Event-driven systems:

Serverless is boon for systems in which, by implementing event-driven or scheduled triggers, processes become highly efficient and hassle-free. For example, motion-triggered recording in security cameras; periodic report generation, emergency system reports; etc. There can be endless possibilities after moving to serverless.

Low human costs:

The discomfort of moving entire data from a legacy setup to a serverless one is made even more alluring by the added benefit of low human costs. There is no need to hire anybody specifically to set up and maintain the servers. That is taken care of by the vendor.

Billing by compute time/ resource used:

The best thing about serverless hands down. This is the one thing which can bring the cost down from gargantuan figures to mere pocket change. Most of the vendors offer payment arrangements based on computing resources consumed. So, you’re billed only when an application is invoked, and stopped as soon as the application is released.

Cons of Serverless Computing:

Vendor lock-in:

Why is switching between multiple vendors such an issue for businesses? The problem is not dependency on functions, which are movable from one platform to another, but the APIs which the vendors use. These are platform-specific, and therein lies the problem. This issue can be partially mitigated, still, one should carefully consider all options. The vendor that is selected should be capable of handling all the requirements of a business. 

Learning curve:

Serverless is a relatively new technology. As such it evolves constantly and it becomes difficult to keep pace with the changes while going on with day-to-day activities. Serverless developers being in short supply come at a steep price unless you know where to look .

Testing and debugging become more challenging:

In case of legacy backend setups, developers can simply build applications which are specifically designed to run on servers made by their colleagues. However, when all the backend is handled by someone else, it becomes more difficult to replicate the platform the environment in which applications are supposed to run to test and debug them. However, some vendors allow testing in sandboxes before actually deploying anything.

Security concerns:

Service-providers use the same servers to handle the processes of multiple clients. Although theoretically it is supposed to be safe, there are many third-party services on which applications depend on. These services receive data may morph it. Still, many aspects of serverless also make it more secure. For example, due to constant load and release, a server can’t stay compromised for long.

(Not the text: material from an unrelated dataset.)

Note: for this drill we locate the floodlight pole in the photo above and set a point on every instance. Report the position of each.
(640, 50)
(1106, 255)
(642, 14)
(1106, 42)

Denial of service attacks become virtually impossible to carry out on serverless.

Unsuitable for long-running tasks:

When an application has to run constantly and process data at the same time, a legacy server setup might be a better option in that case and a serverless arrangement may end up paying more in the end. Also, when an application runs constantly, it would be better to know the backend set up in and out to have better command on it.


By considering all these points we make these observations:
1) Serverless provides more convenience than anything previously did.
2) It has the added benefit of costing less on two fronts, human resource and running of servers.
3) It is ideal for many existing and potential solutions, but due to its constant changes, the cost is a little steep for changing.
4) May not be suitable for some systems
Regardless of this, serverless is gaining traction rapidly and is set to become a major phenomenon soon.